John Legere is telling falsehoods about the T-Mobile-Sprint merger. The New York Times may have killed the merger with “The Implausible Promises of a T-Mobile-Sprint Merger.” http://bit.ly/2Fz7geZ The Times makes some of the same points as my article. http://bit.ly/TmoSData It’a loaded with confirming data.

If D.C. believes the Times that the main claims of the partners are not supportable, the merger will have less than a 10% chance of surviving. The Times has it right, which may not be enough to overcome some officials’ confirmation bias. The psychologists have proven that most of us are unwilling to credit anything that contradicts what we believe. (I have a pro-consumer bias. I do my best to overcome it and report close to the truth.)

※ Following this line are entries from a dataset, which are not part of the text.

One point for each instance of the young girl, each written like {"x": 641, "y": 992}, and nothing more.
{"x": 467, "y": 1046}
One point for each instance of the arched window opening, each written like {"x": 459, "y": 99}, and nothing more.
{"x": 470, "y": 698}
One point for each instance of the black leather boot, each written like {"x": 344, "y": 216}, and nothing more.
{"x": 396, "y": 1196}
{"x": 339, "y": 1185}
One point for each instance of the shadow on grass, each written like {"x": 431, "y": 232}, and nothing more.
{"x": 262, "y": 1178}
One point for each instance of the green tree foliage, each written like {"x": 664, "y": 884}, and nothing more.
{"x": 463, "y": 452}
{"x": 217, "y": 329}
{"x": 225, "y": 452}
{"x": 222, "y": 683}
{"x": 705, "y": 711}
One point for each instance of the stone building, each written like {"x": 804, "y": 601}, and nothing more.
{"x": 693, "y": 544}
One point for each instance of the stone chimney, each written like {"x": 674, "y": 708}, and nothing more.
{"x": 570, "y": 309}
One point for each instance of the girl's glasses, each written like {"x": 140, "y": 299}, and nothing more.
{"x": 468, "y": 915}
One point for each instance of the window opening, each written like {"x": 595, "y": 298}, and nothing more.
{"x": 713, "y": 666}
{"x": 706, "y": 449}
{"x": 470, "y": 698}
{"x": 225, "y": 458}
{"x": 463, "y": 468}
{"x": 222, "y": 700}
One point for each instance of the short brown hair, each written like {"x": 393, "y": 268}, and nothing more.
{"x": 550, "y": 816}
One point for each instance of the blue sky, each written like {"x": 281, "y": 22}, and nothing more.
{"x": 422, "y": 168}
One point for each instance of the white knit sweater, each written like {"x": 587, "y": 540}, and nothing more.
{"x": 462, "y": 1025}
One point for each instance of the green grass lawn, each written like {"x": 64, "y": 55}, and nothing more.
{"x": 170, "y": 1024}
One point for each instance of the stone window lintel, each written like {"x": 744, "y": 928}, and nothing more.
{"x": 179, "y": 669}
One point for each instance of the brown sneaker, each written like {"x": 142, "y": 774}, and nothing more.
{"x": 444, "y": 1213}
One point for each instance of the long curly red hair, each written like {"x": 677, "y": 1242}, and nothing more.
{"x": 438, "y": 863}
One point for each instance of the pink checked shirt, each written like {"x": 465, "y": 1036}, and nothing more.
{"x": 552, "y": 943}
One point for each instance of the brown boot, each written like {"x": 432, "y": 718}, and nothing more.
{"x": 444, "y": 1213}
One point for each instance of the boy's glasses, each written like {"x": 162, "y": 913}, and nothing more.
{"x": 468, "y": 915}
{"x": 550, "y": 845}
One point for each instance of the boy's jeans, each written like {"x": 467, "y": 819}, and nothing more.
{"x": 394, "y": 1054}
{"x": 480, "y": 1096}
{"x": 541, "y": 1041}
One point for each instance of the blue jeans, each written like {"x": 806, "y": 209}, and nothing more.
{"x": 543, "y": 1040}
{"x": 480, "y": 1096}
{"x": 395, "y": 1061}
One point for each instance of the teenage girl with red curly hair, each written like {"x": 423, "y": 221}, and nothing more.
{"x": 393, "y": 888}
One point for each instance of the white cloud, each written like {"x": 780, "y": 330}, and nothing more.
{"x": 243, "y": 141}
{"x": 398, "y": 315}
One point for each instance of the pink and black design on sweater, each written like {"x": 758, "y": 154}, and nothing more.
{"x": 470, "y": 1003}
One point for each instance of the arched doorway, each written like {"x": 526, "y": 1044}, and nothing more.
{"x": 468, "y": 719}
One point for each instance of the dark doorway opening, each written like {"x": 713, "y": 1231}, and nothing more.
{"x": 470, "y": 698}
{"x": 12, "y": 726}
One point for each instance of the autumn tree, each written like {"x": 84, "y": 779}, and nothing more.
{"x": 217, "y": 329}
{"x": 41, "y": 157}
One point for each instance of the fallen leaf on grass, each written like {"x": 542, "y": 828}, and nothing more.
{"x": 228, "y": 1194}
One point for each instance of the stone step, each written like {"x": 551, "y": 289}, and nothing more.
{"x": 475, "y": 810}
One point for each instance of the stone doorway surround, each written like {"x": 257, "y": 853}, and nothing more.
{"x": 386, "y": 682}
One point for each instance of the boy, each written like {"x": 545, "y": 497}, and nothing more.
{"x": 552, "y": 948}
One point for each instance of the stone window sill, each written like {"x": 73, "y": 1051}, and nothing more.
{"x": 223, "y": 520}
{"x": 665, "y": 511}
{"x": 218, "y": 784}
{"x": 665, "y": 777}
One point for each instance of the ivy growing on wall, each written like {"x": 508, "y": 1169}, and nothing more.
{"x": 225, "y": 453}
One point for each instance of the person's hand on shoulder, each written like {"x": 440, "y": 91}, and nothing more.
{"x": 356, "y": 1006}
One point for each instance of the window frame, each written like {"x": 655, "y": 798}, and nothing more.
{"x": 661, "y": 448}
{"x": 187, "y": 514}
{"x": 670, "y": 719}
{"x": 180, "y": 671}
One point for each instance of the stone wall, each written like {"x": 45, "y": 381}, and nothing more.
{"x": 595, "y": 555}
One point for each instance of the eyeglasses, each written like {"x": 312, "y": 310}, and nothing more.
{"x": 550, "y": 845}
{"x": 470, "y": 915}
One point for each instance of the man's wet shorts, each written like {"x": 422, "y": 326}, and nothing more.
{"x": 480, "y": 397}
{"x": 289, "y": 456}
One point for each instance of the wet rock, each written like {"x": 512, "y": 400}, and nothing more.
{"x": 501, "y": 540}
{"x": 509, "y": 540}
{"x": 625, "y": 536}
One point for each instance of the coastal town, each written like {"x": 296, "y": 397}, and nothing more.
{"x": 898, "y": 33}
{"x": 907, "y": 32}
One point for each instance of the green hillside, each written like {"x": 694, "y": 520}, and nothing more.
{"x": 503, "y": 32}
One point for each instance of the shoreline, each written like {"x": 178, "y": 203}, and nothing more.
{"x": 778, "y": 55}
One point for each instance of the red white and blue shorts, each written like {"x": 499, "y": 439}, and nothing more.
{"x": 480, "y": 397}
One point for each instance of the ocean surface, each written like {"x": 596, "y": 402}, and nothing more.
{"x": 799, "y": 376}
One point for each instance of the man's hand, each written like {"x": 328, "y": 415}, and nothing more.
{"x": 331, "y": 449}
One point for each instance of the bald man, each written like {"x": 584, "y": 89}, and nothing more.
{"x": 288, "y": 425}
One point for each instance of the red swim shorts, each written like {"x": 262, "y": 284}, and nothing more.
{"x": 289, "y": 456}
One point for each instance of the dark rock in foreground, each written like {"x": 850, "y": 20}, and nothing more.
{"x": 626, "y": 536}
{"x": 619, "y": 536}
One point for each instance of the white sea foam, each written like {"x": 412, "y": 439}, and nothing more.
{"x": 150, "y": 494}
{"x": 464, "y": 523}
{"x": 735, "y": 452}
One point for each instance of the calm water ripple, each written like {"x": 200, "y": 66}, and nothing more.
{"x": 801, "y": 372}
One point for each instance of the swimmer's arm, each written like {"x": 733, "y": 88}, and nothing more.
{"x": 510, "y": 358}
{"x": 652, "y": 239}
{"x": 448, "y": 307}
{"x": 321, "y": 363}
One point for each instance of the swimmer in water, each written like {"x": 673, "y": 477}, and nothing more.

The heart of the justification is that with the merger, we would have much better 5G, sooner, and that it would produce $billions in social gains. But Legere and his CTO have already promised 30 cities with 5G in 2018 and the entire country by 2020. The only way the new T-Mobile could bring 5G faster is to build it in 2017. That would be difficult at this point. In addition, their “5G” is mostly 600 MHz, not millimeter wave, with a speed only slightly faster than LTE in 2018. Since it won’t deliver much more to the consumer and won’t come sooner, the claimed social benefits disappear.

About the only legitimate way to justify the deal is by proving Sprint is inevitably a failing company. That’s hard to credit, given a $36B market cap. The Sprint CEO and CFO have been emphatically denying that possibility to Wall Street. IANAL but felony fraud charges and jail time might be the result.